I find it's best to logically think of arguments as final (aka read only).
Logically, it's better to treat the parameter as belonging to the calling
code and not belonging to the local code even though pass by value
arguments are technically local.

I have got into the habit of marking everything final, then removing
the final if I have to. It is amazing when you do that how few
non-final variables there are. I almost wish variables were final by
default and you had to declare them "mutable".

 

[Daniel Pitts]

I have got into the habit of marking everything final, then removing
the final if I have to. It is amazing when you do that how few
non-final variables there are. I almost wish variables were final by
default and you had to declare them "mutable".

True that.

 

[Chris ( Val )]

I have got into the habit of marking everything final, then removing
the final if I have to.

[snip]

That sounds like a good idea.

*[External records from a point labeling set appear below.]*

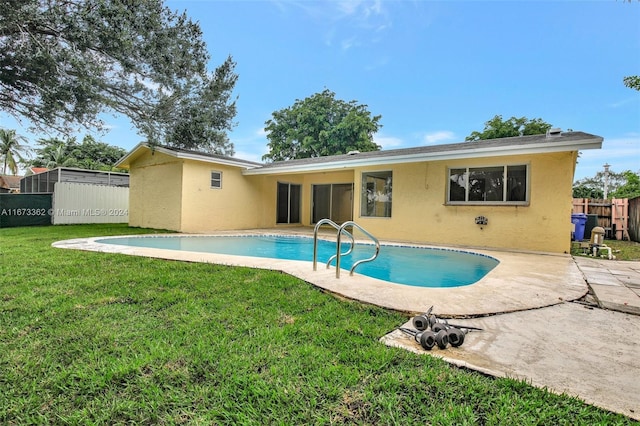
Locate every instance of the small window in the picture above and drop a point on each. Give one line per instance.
(489, 185)
(216, 180)
(376, 194)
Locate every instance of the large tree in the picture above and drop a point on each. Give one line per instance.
(90, 154)
(498, 128)
(64, 62)
(593, 187)
(320, 125)
(631, 187)
(11, 150)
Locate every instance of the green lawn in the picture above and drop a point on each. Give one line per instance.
(96, 338)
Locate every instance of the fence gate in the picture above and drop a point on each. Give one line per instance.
(25, 210)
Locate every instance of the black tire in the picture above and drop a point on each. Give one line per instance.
(442, 339)
(420, 322)
(427, 340)
(432, 320)
(456, 337)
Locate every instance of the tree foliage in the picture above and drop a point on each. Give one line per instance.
(320, 125)
(593, 187)
(629, 189)
(632, 82)
(11, 150)
(65, 62)
(90, 154)
(498, 128)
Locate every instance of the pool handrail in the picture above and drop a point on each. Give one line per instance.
(364, 231)
(315, 242)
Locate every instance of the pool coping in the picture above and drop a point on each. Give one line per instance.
(521, 281)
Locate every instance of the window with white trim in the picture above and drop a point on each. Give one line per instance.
(216, 180)
(376, 194)
(507, 185)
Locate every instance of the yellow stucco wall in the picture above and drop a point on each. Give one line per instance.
(170, 193)
(419, 212)
(155, 190)
(238, 204)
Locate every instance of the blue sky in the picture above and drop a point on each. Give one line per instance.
(435, 71)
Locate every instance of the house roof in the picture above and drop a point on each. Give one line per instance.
(535, 144)
(10, 182)
(125, 161)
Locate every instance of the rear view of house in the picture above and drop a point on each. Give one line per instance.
(509, 193)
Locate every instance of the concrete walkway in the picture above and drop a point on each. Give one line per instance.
(614, 284)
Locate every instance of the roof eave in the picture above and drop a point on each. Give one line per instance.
(540, 148)
(124, 162)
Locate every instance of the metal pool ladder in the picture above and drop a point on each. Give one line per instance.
(342, 230)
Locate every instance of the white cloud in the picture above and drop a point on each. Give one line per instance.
(441, 136)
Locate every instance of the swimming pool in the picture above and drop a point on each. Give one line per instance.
(409, 265)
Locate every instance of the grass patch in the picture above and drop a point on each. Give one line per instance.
(622, 250)
(104, 338)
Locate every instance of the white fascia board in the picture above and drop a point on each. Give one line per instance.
(540, 148)
(196, 157)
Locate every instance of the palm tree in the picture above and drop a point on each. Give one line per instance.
(11, 150)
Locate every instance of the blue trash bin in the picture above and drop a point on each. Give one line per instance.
(579, 220)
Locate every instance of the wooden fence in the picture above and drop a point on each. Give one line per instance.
(612, 215)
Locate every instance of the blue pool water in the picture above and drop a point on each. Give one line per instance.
(415, 266)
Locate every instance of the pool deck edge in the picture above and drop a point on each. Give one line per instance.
(521, 281)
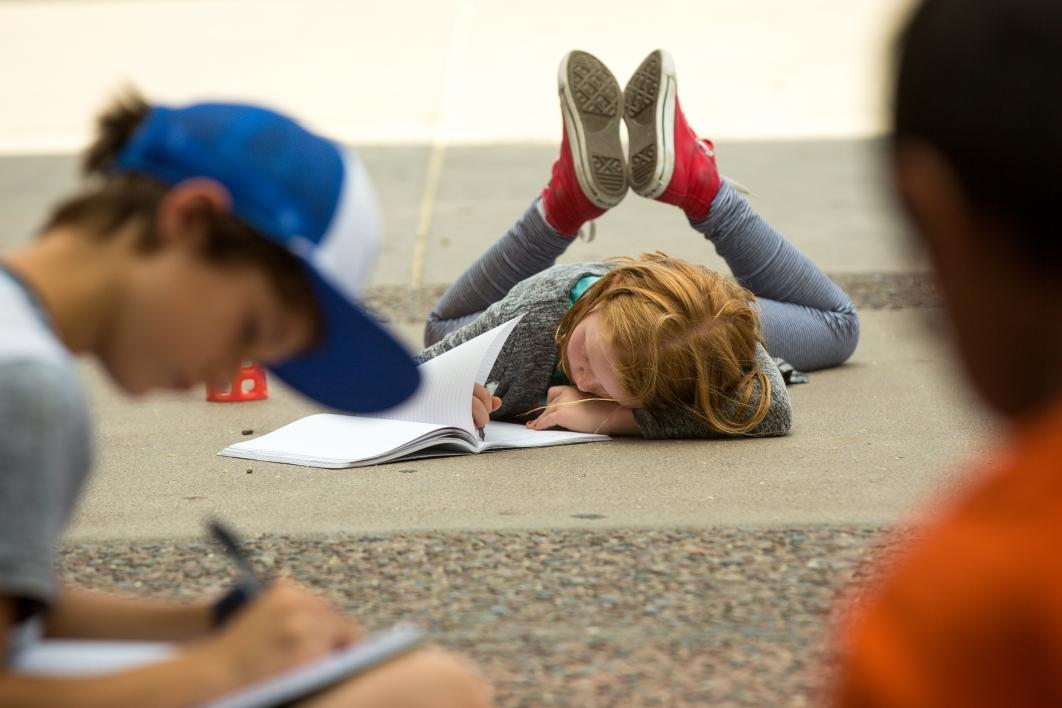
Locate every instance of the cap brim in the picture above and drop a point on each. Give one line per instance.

I got into the
same habit when passing objects around in C++.

But this leads me to a question.

In C++, if I marked a parameter of a function as
'const', then I could not operate on that parameter
at all, no matter if I used pass by value or pass
by reference semantics, for objects or primitive
types.

However, in Java, when using the 'final' keyword in
method parameters for reference object types, it does
not provide the same protection, as the object can still
be modified, and only the reference itself can't be changed.

So my question question is:

How do you stop the modification of an object, via
the client working directly on the method parameter?

 

[Lew]

How do you stop the modification of an object, via
the client working directly on the method parameter?

Make the parameter be of an immutable type.

If you must use a mutable type, have the subroutine make a defensive copy of
the argument and work on that instead.

 

[Curt Welch]

Make the parameter be of an immutable type.

If you must use a mutable type, have the subroutine make a defensive copy
of the argument and work on that instead.

The object which is being passed must protect itself if it doesn't want to
be changed. To start with, the instance vars can be changed to private or
protected to keep outside code from referencing or changing the instance
variables directly, and then the protection is a function of what methods
are available. Making instance variables private by default is good
practice in general.

If the issue is that the calling object doesn't want the object passed to
be modified, there is no simple way to do it. If possible, make a copy of
it before you pass it as Lew said. Or you could wrap it in a wrapper class
which is a subclass of the object it is wrapping, and override all the
methods which mutate the object and disable them. But that's a excessive
measure if you only goal is to reduce the odds of bugs in the code.

There are no simple keywords like const to disable all modifications to a
passed argument.

 

[Chris ( Val )]

Make the parameter be of an immutable type.

If I have control over the class design, I guess that is one way.

Or, did you perhaps mean to wrap up the object?

If you must use a mutable type, have the subroutine make a defensive copy of
the argument and work on that instead.

I was afraid of that, as it ultimately puts a
lot more responsibility on the developer.

Thank you.

 

[Daniel Pitts]

Make the parameter be of an immutable type.

If you must use a mutable type, have the subroutine make a defensive
copy of the argument and work on that instead.

Actually, in reality this defeats several OO principals. If you think
of the method call as a message, then that message handler should be
free to issue other messages to any objects that it knows about. If you
have a good design, then the handler (method) won't do something its not
supposed to.

Indeed, if you have an ill-behaved object that modifies its own state
when it shouldn't, then you need to make a defensive copy.

Well, that's true in theory at least. I haven't played around with that
concept, so take that advice with a grain of salt and think for yourself
what fits bets

Daniel.

 

[Lew]

Make the parameter be of an immutable type.

If you must use a mutable type, have the subroutine make a defensive
copy of the argument and work on that instead.

Actually, in reality this defeats several OO principals [sic]. If you think
of the method call as a message, then that message handler should be
free to issue other messages to any objects that it knows about. If you
have a good design, then the handler (method) won't do something its [sic] not
supposed to.

A good design might include making a defensive copy so that the handler method
won't do something it's not supposed to do.

There is no violation of "OO" principles there.

 

[Taria]

quoted or indirectly quoted someone who said :

Personally, I think it's odd that you have to make a copy of a passed
parameter before using it to avoid modifying it within a method. I
thought that the parameters retained their value (if passed by
reference) despite modification during the course of the method
activation.

[snip]

If you need both the original value of the argument and a modified
value, you will need two variables, one to hold the old and one to
hold the new value. However, even in that case the caller's variables
will be untouched.

I generally try to not modify pass by value parameters as a matter of
style. I don't always follow my own rules but most the time, if I need to
modify it, I will normally create a new local variable and only modify the
local variable.

I definitely like that idea of making a local variable and only
modifying that instead of the passed variable. I think I will adopt
this style.

 

[Lew]

I definitely like that idea of making a local variable and only
modifying that instead of the passed variable. I think I will adopt
this style.

public class Eg
{
public static void modify( Foo foo )
{
Foo local = foo;
local.setName( "bar" );
}
}

If another method calls modify(Foo) then the name attribute of the passed
object will change.

public void cranitz()
{
Foo arg = new Foo();
arg.setName( "arg" );
Eg.modify( arg );
System.out.println( arg.getName() ); // displays "bar"
}

If the called method copies the passed object, then the method is unable to
alter the original object. If it merely points a local variable to the
(mutable) passed object, naturally the method can alter the object through its
local pointer.